Pocos animales ignorarán tanto la presencia de un bebé como un gato. Mientras su rutina diaria siga el ritmo habitual, a él le dará lo mismo. Los “problemas” pueden surgir cuando con la llegada del bebé, cambiamos radicalmente la vida del gato. Es evidente que nuestra propia existencia se verá bastante alterada así que, cómo podemos intentar que esto afecte lo menos posible a nuestro gato? Hay pensar con anterioridad los cambios que vamos a realizar. Por ejemplo, si se va a restringir el acceso a una habitación determinada, habrá que hacerlo desde meses antes de que llegue el bebé.
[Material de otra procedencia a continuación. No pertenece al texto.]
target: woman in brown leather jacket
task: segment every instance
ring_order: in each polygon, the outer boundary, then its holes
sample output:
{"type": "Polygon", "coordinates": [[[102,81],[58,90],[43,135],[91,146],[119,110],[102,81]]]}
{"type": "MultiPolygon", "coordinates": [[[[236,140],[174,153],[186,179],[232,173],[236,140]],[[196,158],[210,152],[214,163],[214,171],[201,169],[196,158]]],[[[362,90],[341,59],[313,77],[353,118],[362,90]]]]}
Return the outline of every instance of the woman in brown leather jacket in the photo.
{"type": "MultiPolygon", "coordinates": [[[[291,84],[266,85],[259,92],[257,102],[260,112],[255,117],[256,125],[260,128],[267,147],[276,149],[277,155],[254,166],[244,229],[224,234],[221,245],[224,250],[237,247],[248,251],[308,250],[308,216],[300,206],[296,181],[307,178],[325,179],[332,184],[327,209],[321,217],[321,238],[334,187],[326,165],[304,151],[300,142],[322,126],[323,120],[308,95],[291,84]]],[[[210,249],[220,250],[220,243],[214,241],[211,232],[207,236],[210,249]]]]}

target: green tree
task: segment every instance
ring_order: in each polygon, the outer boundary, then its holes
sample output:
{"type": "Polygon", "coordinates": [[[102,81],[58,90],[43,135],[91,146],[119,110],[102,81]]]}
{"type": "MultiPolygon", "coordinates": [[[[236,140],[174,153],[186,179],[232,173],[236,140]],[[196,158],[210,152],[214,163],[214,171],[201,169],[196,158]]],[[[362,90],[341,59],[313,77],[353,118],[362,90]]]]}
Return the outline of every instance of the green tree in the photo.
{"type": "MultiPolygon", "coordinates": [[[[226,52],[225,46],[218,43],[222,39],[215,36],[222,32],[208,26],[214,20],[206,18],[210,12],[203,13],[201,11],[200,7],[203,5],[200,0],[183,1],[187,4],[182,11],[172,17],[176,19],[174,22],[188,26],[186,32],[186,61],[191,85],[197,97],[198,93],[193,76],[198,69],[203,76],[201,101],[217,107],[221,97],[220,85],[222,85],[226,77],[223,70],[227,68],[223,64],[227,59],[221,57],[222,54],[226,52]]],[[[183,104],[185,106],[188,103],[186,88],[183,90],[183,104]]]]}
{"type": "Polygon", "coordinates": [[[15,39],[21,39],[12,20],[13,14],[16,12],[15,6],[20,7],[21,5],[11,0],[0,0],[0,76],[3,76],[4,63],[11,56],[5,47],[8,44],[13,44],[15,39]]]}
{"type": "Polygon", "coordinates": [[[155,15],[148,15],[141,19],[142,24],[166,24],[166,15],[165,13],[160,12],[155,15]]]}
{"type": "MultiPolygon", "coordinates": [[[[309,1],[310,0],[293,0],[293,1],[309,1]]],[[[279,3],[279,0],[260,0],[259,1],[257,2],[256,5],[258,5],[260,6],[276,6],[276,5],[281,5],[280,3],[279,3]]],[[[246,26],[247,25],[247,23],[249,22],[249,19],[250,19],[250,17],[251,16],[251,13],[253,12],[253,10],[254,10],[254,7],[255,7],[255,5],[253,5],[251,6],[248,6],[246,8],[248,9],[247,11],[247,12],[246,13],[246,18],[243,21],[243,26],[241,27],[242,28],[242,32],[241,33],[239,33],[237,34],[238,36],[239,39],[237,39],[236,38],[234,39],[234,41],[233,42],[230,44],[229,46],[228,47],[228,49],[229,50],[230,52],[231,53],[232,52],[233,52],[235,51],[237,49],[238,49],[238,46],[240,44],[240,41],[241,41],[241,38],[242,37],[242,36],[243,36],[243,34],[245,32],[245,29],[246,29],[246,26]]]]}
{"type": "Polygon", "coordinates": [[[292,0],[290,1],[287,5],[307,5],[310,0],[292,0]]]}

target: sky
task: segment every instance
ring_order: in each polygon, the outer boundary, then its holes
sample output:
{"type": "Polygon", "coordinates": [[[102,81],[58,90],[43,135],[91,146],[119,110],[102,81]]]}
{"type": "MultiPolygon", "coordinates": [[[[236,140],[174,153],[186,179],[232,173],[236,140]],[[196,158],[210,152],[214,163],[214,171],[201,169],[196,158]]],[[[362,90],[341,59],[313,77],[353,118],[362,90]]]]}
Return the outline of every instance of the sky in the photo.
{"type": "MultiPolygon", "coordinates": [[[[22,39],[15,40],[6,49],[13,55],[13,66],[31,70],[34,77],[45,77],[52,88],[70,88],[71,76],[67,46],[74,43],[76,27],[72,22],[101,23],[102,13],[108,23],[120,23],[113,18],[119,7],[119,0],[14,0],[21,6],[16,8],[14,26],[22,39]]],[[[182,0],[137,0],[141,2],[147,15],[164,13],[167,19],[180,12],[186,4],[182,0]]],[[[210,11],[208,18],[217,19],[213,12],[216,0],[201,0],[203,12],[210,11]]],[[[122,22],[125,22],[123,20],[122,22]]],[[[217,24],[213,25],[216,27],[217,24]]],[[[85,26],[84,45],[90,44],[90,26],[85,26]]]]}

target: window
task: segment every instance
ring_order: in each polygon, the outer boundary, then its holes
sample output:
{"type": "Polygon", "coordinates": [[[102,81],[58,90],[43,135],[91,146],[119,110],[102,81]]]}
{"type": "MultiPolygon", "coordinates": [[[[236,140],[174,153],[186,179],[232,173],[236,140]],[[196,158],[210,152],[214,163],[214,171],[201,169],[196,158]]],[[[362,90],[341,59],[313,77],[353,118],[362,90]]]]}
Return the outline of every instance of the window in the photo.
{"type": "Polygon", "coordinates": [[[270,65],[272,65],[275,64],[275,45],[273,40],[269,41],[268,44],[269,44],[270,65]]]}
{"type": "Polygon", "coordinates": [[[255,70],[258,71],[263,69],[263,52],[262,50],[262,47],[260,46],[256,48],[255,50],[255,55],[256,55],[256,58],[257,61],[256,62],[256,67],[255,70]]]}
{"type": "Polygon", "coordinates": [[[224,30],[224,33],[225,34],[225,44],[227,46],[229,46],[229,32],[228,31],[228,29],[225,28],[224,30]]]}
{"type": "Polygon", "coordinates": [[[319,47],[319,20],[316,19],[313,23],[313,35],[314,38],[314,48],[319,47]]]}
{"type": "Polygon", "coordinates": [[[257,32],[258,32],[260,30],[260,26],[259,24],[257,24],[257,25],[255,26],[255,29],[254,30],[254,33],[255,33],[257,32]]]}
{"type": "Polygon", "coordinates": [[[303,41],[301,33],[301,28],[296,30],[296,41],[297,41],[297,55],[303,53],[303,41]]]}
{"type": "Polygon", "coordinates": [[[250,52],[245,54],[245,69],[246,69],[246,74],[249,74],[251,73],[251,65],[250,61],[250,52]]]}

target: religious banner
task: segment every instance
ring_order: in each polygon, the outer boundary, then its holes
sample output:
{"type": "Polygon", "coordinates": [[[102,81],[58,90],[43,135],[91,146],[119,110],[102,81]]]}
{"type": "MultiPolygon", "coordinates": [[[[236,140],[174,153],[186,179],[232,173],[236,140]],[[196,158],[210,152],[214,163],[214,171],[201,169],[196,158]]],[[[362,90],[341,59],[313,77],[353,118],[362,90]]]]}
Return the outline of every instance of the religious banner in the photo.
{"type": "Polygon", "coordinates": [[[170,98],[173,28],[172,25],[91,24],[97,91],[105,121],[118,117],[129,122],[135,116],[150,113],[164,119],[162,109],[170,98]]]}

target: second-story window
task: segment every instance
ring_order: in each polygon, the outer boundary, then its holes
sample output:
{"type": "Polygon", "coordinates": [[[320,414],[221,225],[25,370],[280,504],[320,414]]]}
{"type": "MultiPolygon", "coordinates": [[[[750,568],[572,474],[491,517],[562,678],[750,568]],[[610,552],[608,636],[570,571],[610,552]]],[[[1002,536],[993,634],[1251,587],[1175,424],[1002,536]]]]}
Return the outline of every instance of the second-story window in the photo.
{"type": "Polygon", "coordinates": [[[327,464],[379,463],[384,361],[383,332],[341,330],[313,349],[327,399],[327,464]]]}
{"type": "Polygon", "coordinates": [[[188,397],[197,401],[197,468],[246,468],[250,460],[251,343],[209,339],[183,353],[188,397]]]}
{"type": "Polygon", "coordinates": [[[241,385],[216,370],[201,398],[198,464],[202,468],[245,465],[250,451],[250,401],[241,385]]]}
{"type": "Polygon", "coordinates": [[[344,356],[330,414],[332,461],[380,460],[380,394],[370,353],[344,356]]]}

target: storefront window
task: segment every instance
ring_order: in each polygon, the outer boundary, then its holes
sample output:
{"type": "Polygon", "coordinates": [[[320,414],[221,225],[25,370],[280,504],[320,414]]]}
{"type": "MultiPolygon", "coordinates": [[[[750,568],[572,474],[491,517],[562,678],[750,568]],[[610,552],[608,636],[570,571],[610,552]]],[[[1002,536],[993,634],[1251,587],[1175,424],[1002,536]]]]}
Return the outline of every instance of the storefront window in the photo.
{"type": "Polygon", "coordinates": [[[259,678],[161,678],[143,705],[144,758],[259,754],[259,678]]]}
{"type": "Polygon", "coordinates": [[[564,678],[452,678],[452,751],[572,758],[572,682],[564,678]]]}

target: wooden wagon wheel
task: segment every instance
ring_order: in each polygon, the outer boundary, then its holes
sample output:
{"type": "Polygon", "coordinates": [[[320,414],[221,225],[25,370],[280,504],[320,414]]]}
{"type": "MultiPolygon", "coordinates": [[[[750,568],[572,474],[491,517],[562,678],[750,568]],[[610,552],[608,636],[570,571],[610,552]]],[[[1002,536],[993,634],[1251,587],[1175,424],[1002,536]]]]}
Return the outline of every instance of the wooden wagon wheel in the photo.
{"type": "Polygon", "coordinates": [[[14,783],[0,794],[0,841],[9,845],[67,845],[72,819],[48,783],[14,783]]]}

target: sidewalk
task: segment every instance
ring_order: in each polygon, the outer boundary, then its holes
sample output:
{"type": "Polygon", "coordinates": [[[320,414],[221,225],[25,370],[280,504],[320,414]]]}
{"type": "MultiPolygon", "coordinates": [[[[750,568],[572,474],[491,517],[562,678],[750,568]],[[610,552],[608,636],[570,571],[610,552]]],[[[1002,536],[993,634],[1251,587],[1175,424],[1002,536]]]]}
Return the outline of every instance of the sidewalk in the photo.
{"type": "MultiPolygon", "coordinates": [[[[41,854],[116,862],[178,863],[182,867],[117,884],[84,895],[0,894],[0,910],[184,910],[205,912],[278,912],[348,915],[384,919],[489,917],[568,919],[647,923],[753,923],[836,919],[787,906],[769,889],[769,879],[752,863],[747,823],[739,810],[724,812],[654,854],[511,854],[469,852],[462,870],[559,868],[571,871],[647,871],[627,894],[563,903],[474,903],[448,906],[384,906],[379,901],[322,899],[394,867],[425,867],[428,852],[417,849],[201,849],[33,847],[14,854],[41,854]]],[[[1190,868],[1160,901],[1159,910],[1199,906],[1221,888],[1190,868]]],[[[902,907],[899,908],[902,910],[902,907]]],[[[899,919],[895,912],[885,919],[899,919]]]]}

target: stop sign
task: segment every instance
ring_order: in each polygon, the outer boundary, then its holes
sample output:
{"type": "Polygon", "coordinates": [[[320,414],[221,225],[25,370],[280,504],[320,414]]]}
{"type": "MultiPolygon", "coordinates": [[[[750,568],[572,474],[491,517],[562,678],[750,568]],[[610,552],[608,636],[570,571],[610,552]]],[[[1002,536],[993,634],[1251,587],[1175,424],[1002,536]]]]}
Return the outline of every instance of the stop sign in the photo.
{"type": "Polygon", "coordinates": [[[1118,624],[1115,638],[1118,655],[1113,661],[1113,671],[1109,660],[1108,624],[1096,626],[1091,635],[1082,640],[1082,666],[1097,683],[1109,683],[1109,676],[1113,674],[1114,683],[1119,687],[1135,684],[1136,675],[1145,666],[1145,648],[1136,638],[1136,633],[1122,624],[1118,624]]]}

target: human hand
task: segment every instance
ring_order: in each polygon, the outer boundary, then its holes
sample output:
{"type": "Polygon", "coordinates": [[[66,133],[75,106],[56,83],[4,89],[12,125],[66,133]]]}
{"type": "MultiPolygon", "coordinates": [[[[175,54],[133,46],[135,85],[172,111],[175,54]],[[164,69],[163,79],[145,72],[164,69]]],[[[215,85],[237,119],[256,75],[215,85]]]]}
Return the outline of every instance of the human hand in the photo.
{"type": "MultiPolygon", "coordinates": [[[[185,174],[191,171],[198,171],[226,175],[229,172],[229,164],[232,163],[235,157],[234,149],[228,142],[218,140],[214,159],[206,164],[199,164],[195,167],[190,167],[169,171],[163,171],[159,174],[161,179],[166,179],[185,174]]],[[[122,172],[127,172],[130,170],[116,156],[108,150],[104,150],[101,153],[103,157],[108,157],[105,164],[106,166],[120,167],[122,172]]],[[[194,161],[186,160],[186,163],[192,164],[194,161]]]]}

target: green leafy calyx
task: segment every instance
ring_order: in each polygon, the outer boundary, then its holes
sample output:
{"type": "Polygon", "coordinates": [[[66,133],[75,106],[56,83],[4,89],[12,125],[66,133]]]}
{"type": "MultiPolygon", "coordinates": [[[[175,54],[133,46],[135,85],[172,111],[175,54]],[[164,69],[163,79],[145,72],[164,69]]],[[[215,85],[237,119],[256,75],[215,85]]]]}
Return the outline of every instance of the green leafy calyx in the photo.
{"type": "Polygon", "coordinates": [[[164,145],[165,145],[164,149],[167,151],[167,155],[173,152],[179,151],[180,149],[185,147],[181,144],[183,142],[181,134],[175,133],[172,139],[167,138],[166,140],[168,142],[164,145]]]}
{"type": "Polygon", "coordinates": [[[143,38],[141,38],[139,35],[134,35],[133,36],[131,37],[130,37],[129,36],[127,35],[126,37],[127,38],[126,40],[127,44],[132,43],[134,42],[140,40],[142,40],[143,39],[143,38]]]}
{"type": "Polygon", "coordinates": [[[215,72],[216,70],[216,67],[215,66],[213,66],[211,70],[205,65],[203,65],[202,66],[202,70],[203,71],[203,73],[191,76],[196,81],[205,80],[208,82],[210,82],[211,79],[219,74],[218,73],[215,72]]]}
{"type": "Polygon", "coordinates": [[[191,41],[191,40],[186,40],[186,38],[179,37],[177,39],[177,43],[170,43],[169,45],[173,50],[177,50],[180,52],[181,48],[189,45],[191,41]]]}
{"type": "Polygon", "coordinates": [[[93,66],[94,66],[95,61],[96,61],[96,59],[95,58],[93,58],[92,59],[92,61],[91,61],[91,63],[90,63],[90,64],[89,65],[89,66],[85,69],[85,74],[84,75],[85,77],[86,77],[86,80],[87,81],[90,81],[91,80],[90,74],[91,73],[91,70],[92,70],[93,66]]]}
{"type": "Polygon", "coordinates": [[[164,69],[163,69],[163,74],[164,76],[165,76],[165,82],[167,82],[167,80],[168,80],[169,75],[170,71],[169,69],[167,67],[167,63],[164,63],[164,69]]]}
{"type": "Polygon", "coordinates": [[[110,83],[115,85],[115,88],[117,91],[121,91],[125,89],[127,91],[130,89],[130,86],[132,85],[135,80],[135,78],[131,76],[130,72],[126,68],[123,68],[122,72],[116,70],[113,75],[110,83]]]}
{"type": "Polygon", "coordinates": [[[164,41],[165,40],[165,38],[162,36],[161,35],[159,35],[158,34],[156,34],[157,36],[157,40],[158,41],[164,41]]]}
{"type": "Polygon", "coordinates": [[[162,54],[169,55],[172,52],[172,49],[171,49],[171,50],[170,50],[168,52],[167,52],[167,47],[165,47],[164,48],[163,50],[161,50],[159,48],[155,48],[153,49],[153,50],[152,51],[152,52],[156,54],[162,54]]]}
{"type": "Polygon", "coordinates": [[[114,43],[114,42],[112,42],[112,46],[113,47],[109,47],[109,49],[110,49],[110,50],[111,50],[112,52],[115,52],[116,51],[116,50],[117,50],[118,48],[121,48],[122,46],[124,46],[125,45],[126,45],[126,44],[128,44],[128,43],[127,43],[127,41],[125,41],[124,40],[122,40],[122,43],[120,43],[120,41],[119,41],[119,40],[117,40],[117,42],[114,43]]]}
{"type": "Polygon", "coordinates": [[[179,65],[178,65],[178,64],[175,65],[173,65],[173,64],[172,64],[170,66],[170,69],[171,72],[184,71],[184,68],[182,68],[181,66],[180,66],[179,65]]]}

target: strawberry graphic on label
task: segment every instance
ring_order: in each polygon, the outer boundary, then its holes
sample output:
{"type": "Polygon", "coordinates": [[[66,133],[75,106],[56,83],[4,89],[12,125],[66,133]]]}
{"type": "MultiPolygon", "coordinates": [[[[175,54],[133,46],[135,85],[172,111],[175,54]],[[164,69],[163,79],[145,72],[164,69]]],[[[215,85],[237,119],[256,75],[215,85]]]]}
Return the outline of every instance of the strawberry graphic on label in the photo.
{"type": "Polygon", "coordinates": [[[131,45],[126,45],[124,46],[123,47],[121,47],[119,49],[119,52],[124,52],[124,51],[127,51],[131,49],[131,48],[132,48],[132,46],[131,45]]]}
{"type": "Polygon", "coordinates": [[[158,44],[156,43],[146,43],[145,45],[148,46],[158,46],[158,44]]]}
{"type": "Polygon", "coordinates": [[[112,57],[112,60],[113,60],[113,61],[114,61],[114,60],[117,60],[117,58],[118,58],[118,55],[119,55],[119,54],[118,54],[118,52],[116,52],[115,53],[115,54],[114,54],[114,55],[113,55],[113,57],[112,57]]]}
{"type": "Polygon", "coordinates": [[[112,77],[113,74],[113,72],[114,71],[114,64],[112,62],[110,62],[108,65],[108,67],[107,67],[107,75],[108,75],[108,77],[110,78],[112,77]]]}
Esto no es estrictamente necesario, pero sí tenemos que pensar, que a todos los gatos les gusta curiosear, encontrar un sitio calentito y agradable donde poder dormir, y podrían, sin ninguna mala intención, acostarse en la cuna, por lo que tendremos que tener cuidado los primeros meses. Otra cosa que suele suceder es, que se asusten mucho con los llantos de un niño. Si tenemos un gato asustadizo, será mejor acostumbrarlo poco a poco, poniendo por ejemplo, una cinta con sonidos de llanto antes de la llegada del bebé real. Un gato es perfectamente compatible como compañero de juegos de un niño. Sin embargo, es fundamental hacerle comprender al niño, que el gato NO ES UN JUGUETE y que tendrá que respetar si el gato a veces quiere que le dejen tranquilo. Muchas veces es más recomendable adoptar un gato que tenga ya cierta edad, para que sea más robusto a la hora de jugar y conozcamos mejor el carácter del animal.